Joining the growing Black creative movement currently refashioning horses and cowboy imagery, a thoughtful, probing exploration of the shared history of Blackness and horses which reveals what its image can teach us about nationhood, race, and culture.
Drawing on their personal history as a former urban equestrian, Black queer person, and child of Jamaican and Filipino immigrants, essayist and art critic Bitter Kalli contends the horse should be regarded as a critical source of power and identity in Black life.
In a series of astute essays, Kalli explores the work of Black artists and influencers from Beyoncé to filmmakers Tiona Nekkia-McClodden and Jeymes Samuel and explores their own life-long relationship to equines. Alternatively playful and critical, meditative and biting, these essays navigate time and place—from the shadows of racetracks where jockey culture and the ubiquity of “equestrian chic” was born, to the reclamation—or, in Lil Nas X’s word, yeehawification—of the image of the cowboy, to the fraught connections of equestrian sport to slavery, US militarization, and European colonial domination. At heart, Kalli probes a central What does it mean for Black people to ride and tend horses in the context of a culture that has also used horses against them?

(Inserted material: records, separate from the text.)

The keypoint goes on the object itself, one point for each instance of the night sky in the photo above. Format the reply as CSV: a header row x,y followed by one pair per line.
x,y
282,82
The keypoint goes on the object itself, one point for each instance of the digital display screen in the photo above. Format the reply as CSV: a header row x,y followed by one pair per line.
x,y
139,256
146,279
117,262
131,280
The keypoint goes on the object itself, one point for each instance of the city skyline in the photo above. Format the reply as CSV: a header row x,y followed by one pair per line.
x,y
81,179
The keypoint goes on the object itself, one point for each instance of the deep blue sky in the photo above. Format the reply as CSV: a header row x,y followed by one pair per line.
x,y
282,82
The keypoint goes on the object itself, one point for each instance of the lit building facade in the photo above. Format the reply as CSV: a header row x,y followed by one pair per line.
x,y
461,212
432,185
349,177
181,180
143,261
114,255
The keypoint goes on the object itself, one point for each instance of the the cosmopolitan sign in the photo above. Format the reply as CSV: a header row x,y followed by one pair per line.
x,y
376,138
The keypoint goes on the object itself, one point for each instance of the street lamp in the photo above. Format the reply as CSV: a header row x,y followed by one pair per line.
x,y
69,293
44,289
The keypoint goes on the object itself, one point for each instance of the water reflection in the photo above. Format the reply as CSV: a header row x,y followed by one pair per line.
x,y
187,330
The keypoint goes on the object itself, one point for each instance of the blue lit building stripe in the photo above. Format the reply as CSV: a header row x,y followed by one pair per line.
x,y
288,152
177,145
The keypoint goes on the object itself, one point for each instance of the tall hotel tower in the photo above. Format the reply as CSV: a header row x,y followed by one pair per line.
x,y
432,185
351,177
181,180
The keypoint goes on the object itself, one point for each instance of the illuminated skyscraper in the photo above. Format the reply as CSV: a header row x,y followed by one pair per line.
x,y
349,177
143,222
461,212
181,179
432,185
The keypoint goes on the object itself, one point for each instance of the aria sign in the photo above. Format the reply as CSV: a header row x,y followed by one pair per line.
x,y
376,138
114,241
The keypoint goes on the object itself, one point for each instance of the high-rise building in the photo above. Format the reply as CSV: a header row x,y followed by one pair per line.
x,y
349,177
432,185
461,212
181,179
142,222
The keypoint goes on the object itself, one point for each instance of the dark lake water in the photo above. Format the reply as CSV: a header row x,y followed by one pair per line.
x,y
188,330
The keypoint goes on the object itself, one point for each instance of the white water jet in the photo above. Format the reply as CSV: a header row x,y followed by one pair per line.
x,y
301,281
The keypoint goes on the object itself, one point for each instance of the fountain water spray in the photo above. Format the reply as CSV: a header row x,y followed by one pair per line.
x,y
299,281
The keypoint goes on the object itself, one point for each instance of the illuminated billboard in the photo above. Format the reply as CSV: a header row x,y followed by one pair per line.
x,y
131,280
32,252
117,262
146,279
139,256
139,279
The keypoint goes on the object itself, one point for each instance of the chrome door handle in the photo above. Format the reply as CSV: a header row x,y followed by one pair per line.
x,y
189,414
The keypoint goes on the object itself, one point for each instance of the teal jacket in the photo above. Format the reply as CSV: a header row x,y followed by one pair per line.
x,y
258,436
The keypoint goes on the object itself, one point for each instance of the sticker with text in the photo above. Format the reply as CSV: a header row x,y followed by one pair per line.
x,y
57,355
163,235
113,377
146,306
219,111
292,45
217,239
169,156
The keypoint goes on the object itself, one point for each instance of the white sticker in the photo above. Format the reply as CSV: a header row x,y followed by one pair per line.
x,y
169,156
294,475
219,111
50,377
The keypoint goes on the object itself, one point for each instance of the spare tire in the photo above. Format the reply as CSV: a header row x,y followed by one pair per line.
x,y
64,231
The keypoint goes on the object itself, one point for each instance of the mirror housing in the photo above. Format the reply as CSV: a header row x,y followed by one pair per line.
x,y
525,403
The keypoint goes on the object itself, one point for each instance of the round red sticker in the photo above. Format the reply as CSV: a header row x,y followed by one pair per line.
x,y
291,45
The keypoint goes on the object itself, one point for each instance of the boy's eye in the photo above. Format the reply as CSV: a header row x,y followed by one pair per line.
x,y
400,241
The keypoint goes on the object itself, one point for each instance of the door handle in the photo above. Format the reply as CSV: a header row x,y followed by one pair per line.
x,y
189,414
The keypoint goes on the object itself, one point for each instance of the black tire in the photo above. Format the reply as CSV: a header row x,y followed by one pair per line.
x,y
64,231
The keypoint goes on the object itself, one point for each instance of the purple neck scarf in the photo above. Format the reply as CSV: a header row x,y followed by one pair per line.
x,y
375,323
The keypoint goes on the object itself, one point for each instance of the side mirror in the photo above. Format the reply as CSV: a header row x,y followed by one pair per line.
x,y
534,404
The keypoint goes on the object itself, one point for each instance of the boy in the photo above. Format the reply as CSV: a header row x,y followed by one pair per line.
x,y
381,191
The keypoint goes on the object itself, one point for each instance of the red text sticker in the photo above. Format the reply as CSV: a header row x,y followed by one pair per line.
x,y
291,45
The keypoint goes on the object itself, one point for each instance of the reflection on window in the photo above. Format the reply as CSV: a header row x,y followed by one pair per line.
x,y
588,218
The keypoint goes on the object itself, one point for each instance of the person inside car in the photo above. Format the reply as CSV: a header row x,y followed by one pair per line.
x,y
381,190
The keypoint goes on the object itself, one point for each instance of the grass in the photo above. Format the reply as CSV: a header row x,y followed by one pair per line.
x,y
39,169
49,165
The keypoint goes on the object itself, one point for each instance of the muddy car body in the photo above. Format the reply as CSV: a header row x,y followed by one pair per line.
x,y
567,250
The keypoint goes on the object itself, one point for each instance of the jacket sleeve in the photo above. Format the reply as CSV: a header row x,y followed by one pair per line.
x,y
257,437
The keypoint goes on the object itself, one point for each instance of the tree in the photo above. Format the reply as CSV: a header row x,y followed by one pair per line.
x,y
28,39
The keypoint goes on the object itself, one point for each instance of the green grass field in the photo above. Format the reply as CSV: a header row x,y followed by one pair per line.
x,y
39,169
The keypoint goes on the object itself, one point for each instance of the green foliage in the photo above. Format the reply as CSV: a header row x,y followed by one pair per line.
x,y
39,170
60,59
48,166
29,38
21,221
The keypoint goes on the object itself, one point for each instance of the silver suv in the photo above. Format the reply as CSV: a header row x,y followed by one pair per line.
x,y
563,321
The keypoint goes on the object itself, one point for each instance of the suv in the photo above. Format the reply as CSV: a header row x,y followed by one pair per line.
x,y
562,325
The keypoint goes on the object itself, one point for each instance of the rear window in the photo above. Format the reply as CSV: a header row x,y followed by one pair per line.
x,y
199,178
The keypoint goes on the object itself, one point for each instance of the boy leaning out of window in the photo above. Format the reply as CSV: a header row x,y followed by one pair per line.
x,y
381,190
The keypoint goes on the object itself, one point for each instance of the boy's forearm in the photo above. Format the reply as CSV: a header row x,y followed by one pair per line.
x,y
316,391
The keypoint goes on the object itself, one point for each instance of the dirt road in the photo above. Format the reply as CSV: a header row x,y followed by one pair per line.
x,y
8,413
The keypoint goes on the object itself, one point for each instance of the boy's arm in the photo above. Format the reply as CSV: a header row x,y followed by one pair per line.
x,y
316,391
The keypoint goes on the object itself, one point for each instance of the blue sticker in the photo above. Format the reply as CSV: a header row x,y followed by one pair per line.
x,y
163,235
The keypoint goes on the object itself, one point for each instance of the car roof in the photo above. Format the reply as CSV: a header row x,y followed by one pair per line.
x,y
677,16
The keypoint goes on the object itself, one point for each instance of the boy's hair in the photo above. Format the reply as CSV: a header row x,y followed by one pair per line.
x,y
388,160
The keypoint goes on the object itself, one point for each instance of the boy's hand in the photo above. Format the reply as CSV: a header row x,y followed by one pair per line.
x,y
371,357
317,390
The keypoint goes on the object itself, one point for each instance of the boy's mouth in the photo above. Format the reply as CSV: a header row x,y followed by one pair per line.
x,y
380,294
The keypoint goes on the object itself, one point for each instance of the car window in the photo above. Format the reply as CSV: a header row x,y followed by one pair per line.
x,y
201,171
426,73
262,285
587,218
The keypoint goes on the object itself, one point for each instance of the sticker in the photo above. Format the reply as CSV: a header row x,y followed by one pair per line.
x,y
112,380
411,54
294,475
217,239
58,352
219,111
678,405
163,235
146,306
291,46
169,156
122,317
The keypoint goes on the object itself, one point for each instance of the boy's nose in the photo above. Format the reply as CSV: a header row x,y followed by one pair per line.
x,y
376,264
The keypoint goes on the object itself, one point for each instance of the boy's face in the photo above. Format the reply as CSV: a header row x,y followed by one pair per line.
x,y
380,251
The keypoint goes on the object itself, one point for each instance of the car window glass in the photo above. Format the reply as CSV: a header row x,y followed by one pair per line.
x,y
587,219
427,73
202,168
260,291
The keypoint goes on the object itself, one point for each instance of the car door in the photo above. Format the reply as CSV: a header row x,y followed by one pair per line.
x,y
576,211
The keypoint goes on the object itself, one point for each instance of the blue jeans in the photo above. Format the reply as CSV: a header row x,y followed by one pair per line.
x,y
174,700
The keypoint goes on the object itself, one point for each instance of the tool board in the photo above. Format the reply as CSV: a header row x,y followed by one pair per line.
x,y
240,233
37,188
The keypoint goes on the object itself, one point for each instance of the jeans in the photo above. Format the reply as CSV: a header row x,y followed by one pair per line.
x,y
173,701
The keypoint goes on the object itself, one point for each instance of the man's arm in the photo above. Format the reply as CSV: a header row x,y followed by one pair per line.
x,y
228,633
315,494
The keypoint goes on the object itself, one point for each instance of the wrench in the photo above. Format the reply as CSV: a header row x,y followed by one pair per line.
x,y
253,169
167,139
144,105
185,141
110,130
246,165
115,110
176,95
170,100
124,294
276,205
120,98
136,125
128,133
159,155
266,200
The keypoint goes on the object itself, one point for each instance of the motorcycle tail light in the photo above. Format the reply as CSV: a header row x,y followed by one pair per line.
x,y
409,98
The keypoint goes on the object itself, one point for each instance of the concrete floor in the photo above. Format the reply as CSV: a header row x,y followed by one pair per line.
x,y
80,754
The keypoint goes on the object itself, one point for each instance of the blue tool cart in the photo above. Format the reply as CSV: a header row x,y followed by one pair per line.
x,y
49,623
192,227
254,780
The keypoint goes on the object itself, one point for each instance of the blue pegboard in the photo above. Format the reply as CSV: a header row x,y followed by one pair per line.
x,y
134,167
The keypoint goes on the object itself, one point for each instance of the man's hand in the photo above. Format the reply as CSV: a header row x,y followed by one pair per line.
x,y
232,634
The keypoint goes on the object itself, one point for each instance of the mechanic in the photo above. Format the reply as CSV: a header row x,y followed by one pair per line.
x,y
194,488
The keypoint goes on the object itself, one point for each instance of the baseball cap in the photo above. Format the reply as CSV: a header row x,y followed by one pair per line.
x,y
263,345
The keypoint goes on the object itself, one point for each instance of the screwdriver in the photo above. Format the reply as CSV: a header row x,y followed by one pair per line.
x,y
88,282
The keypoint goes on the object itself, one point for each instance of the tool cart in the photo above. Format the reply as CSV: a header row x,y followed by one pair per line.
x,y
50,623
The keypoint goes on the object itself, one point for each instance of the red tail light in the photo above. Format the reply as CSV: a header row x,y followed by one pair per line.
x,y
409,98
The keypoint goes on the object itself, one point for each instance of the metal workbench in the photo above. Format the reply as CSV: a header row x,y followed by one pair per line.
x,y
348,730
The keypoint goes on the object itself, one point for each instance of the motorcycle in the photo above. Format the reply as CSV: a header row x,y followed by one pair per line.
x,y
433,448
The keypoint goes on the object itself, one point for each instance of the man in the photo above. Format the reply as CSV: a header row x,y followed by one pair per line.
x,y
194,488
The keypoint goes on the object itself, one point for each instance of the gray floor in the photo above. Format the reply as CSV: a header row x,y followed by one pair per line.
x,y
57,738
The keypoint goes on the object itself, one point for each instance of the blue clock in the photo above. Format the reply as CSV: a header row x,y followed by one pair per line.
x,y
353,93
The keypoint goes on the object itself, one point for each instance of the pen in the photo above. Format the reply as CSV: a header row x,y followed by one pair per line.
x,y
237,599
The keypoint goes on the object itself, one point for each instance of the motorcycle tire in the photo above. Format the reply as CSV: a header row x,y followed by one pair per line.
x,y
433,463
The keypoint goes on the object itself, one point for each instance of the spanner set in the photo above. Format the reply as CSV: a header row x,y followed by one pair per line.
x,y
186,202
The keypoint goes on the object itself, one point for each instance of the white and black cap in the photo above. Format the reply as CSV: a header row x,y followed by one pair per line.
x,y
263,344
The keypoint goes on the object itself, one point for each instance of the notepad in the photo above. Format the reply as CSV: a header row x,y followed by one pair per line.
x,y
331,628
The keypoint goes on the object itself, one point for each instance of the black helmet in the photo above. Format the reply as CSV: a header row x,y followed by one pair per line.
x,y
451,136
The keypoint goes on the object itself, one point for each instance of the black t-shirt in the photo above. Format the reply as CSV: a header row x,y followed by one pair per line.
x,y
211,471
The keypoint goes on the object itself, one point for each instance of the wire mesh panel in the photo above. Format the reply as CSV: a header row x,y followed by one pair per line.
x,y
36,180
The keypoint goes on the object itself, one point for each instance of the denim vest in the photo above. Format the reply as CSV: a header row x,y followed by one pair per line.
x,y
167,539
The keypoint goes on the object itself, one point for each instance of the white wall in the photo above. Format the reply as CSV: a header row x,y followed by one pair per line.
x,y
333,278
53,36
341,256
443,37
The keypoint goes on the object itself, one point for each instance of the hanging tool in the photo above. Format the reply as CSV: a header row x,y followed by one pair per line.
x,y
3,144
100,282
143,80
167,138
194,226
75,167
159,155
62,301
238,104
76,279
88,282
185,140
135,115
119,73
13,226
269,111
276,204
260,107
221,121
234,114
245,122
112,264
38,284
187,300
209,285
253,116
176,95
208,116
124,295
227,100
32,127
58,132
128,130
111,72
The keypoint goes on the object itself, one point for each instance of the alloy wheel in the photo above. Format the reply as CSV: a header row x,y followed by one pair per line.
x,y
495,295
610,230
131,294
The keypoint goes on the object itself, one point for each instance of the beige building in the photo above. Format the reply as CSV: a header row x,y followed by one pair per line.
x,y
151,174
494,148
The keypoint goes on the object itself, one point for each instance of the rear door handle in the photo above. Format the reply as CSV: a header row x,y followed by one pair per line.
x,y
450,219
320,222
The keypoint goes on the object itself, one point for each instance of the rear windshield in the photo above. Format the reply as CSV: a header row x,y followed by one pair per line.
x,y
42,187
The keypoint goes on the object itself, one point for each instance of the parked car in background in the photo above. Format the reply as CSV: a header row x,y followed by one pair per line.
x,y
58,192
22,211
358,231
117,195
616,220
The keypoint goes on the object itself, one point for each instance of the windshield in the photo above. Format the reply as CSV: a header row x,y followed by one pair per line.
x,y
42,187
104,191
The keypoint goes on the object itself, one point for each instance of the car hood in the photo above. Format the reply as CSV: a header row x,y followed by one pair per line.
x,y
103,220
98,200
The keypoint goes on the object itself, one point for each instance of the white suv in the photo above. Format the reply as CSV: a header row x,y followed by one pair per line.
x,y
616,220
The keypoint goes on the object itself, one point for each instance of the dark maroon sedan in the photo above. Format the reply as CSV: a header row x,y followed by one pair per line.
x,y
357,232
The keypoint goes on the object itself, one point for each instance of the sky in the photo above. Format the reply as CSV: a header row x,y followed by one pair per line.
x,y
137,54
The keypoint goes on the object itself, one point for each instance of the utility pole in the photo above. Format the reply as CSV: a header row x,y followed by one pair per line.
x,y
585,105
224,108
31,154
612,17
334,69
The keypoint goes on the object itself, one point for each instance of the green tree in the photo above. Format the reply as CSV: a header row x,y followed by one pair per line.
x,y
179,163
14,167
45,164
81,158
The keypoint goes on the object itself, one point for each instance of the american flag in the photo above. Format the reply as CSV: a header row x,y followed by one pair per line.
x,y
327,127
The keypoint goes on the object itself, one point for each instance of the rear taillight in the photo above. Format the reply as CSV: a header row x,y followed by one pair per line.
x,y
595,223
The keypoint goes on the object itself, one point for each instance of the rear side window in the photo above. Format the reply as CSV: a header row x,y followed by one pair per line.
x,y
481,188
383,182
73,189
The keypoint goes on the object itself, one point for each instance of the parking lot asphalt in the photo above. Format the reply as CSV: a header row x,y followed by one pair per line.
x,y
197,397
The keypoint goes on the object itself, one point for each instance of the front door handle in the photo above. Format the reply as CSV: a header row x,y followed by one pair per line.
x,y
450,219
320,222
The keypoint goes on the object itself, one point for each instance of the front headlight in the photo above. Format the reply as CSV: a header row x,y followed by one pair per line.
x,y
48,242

Throughout these essays, Kalli reflects on the experience of being the only Black member of the equestrian team at Columbia University, and how the aesthetics, ethos, and practice of horse stewardship contributed to their understanding of gender, sexuality, and radical community building. Mounted moves beyond the reductive stereotypes that dominate our perceptions of “horse people”—the swaggering masculinity, snooty elitism, and assumed whiteness—to reveal how Black people relate to the image and physical presence of the horse in nature and culture, considering violence, sexualization, power, migration, and more through its image.
Reading this collection is like reading early Baldwin or hooks. Kalli is going to be an intellectual mind to be reckoned with over the next several decades. This preview of their thoughtful mind is already quite good, but also limited by their life experience up to this point.
The framework that Kalli builds in this text for viewing the relationship of Blackness and horse culture is provocative and allows multiple angles of analysis. I look forward to seeing what else they'll be investigating in the future.
There are some odd stumbles in pronunciation in the text that hopefully get cleared up prior to release.
I am reviewing an ARC I received via NetGalley. (It's been a little bit since I finished this one but I still have to send ARC feedback and the longer I wait the less I will remember to comment on!)
This book really makes me want Goodreads to have half stars, as it wasn't quite a 3 for me but giving it a 2 feels too low. In Mounted: On Horses, Blackness, and Liberation, Bitter Kalli presents a (very) broad series of essays which each touch upon the social and cultural significance of horses within black spaces, particularly within art and media.
Some of these essays I really appreciated and got a lot out of-- Kalli's reflections on being one of the of the only people of color (and the only Black person) on Columbia's equestrian team, their commentary on "Pony Books" (a.k.a. horse literature aimed at girls), and essay on the The Saddle Club TV series still stand out to me. I did wish there was much more discussion of their experiences riding at Columbia throughout the work; that was a very interesting element of the book and may have made nice thru-line. I was left wanting to know more about what that was like.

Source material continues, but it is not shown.